THE RELATIONSHIP BETWEEN THE PUBLIC AND PRIVATE HEALTH SECTORS IN PROVIDING COVID-19 ICU BEDS
TO FIGHT THE PANDEMIC: PROFIT OVER LIFE
Health Policy; Public Fund; Inverted complementarity; Pandemic; ICU Covid-19.
This work aims to analyze the relationship between the public and private health sectors in the provision of ICU beds to face Covid-19 in Brazil, in the context of a pandemic, capital crisis and the deepening of neoliberalism in Brazil. To this end, a bibliographical research was developed to support the understanding of the repercussions of the capital crisis in the Brazilian health policy, on the neoliberal aegis of cuts in the financing of public policies, restriction of rights, private appropriation of the public fund, precariousness, privatization and focus of public policies, in the context of the Covid-19 pandemic.
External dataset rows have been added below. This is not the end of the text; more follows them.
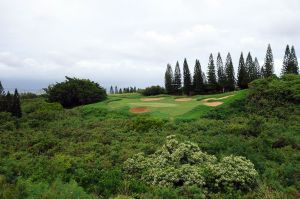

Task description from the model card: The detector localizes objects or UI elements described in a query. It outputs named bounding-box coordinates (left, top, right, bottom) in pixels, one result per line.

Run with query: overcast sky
left=0, top=0, right=300, bottom=90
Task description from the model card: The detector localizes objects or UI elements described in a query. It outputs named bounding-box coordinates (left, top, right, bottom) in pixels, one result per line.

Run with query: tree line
left=0, top=81, right=22, bottom=118
left=165, top=44, right=299, bottom=95
left=109, top=86, right=138, bottom=94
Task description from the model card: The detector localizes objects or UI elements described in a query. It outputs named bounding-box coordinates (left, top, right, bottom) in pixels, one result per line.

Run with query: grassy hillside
left=0, top=76, right=300, bottom=198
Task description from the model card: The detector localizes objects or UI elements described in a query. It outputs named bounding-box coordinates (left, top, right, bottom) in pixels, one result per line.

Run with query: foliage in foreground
left=45, top=77, right=106, bottom=108
left=124, top=136, right=258, bottom=191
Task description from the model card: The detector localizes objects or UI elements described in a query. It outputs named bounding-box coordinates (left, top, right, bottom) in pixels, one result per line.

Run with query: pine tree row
left=109, top=86, right=137, bottom=94
left=0, top=81, right=22, bottom=118
left=165, top=44, right=299, bottom=95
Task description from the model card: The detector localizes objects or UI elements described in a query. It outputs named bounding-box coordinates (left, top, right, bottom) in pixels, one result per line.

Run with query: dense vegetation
left=45, top=77, right=106, bottom=108
left=0, top=75, right=300, bottom=198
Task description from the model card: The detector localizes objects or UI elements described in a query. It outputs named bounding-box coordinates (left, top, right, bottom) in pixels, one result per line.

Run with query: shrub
left=141, top=86, right=165, bottom=96
left=124, top=136, right=258, bottom=191
left=44, top=77, right=107, bottom=108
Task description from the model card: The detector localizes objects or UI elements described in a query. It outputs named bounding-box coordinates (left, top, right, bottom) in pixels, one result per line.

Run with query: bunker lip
left=175, top=98, right=193, bottom=102
left=141, top=97, right=164, bottom=102
left=129, top=107, right=150, bottom=113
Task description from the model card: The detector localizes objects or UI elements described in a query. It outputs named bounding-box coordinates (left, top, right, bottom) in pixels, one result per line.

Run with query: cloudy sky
left=0, top=0, right=300, bottom=90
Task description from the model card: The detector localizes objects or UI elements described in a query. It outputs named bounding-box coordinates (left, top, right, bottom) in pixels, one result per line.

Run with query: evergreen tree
left=245, top=52, right=257, bottom=84
left=165, top=64, right=174, bottom=94
left=174, top=61, right=181, bottom=95
left=281, top=45, right=291, bottom=75
left=207, top=54, right=217, bottom=92
left=193, top=59, right=205, bottom=94
left=225, top=53, right=235, bottom=91
left=217, top=53, right=226, bottom=92
left=237, top=53, right=248, bottom=89
left=11, top=89, right=22, bottom=118
left=264, top=44, right=274, bottom=77
left=109, top=86, right=114, bottom=94
left=254, top=57, right=261, bottom=79
left=287, top=46, right=299, bottom=74
left=183, top=59, right=192, bottom=95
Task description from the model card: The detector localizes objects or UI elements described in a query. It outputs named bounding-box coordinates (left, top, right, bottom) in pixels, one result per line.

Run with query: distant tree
left=237, top=52, right=248, bottom=89
left=109, top=86, right=115, bottom=94
left=193, top=59, right=205, bottom=94
left=264, top=44, right=274, bottom=77
left=174, top=61, right=182, bottom=95
left=287, top=46, right=299, bottom=74
left=217, top=53, right=226, bottom=92
left=44, top=77, right=107, bottom=108
left=165, top=64, right=174, bottom=94
left=225, top=53, right=235, bottom=91
left=281, top=45, right=291, bottom=75
left=245, top=52, right=257, bottom=83
left=183, top=59, right=192, bottom=95
left=207, top=54, right=217, bottom=92
left=254, top=57, right=261, bottom=79
left=11, top=89, right=22, bottom=118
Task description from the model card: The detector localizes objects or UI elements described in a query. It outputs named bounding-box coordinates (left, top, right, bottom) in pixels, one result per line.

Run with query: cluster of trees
left=165, top=44, right=299, bottom=95
left=44, top=77, right=107, bottom=108
left=0, top=81, right=22, bottom=118
left=109, top=86, right=137, bottom=94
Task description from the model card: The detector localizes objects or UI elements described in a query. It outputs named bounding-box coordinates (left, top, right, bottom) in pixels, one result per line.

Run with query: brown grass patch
left=175, top=98, right=193, bottom=102
left=141, top=97, right=164, bottom=102
left=129, top=107, right=150, bottom=113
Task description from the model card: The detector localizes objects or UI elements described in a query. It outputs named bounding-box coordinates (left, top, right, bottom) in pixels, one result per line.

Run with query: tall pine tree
left=165, top=64, right=174, bottom=94
left=217, top=53, right=226, bottom=92
left=207, top=54, right=217, bottom=92
left=225, top=53, right=235, bottom=91
left=237, top=53, right=248, bottom=89
left=173, top=61, right=182, bottom=95
left=281, top=45, right=291, bottom=75
left=264, top=44, right=274, bottom=77
left=193, top=59, right=205, bottom=94
left=11, top=89, right=22, bottom=118
left=183, top=59, right=192, bottom=95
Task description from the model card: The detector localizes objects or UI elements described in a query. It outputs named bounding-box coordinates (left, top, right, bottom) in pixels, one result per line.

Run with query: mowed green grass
left=84, top=90, right=246, bottom=120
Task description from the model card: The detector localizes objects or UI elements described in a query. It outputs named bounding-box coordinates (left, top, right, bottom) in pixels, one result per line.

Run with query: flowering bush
left=123, top=135, right=258, bottom=190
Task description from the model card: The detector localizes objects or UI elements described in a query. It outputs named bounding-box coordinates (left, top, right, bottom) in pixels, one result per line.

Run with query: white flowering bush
left=123, top=135, right=258, bottom=190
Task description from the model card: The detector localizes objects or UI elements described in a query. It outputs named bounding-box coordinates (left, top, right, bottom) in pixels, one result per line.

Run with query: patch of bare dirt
left=129, top=107, right=150, bottom=113
left=141, top=97, right=164, bottom=102
left=175, top=98, right=193, bottom=102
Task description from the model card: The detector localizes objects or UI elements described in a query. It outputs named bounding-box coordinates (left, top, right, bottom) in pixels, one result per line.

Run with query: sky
left=0, top=0, right=300, bottom=92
The study also highlighted the actions (or absence thereof) of the Federal Government to face Covid-19, headed by a denialist head of state, whose only and unrestricted concern was the defense of private sector profits, not caring about the thousands deaths that could have been prevented. Through documentary research on the Ministry of Health's databases, we sought to observe aspects of inverted complementarity in the country, as well as the way in which the supply of ICU beds was consolidated for the exclusive care of patients with Covid-19 in the territory. Brazilian. We highlight the struggle around the unification of the queue for access to intensive care beds, spearheaded by social movements in defense of the lives of Brazilians who did not have access to the private health sector. The study developed here pointed out that the process of inverting the complementarity of the private sector with the public sector, based on the purchase of hospital and outpatient services, followed the trend of the years prior to the Covid-19 pandemic, showing itself to be above 50% in both first years of the health crisis. In general terms, although, according to the analysis parameters of the research developed here, it was observed that at the beginning of the pandemic, the supply of Covid-19 ICU beds was predominantly in the private sector, a scenario that was changed in the During the following year, several forms of subsidies were granted to the private health sector, with large volumes of public resources destined for this sector, to the detriment of the strengthening of the public sector.